OPTIONAL — only if there are 1-2 specific OTHER German words from this A1 deck the learner should drill alongside this one (e.g., a confusable pair, a same-root word, a near-synonym), end your reply with a NEW LINE containing exactly:
INJECT: word1, word2

A typical reply now looks like:

You're close — Brötchen is the diminutive of Brot, so a small bread roll.
INJECT: das Brot, das Brötchen

The runtime parses the trailer, strips it from the visible tip, resolves each word against the deck (case-insensitive substring on the canonical form), and inserts up to 2 matched cards at the next position in the study queue.
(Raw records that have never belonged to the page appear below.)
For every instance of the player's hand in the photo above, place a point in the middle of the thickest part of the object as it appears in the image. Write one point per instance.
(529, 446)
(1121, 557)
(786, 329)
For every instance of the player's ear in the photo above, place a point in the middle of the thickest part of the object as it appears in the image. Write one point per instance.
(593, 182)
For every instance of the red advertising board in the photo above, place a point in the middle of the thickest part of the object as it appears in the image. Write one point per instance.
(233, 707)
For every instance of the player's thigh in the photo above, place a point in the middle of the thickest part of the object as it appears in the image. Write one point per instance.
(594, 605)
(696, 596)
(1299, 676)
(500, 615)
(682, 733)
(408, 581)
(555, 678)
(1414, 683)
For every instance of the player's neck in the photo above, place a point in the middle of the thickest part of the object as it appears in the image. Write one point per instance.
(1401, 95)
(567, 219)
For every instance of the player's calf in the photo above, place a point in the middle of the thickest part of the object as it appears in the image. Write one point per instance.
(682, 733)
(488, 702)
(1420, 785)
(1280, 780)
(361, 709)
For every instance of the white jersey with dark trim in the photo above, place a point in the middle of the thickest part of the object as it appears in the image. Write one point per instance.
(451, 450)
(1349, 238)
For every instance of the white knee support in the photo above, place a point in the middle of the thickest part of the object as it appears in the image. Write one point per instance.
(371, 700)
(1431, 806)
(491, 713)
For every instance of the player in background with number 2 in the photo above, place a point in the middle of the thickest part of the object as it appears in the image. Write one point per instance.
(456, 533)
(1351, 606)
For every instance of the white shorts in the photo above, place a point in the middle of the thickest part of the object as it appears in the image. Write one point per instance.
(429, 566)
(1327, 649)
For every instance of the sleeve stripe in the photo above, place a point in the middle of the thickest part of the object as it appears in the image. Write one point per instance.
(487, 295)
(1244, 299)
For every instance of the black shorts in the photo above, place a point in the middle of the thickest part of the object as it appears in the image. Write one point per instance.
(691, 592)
A status flash announces it: "+2 related cards queued by tutor."

Guards keep the queue sane: capped at 2 per tip, deduped against the next 8 cards already coming up, silent skip for words that don’t match anything in the deck. The user sees the tip and the next card; the structured machinery is invisible.

This is the lightest possible “tool use” — no function-calling APIs, no tool-result round-trips, just a parsable trailer and local resolution. It works the same on OpenAI and Anthropic.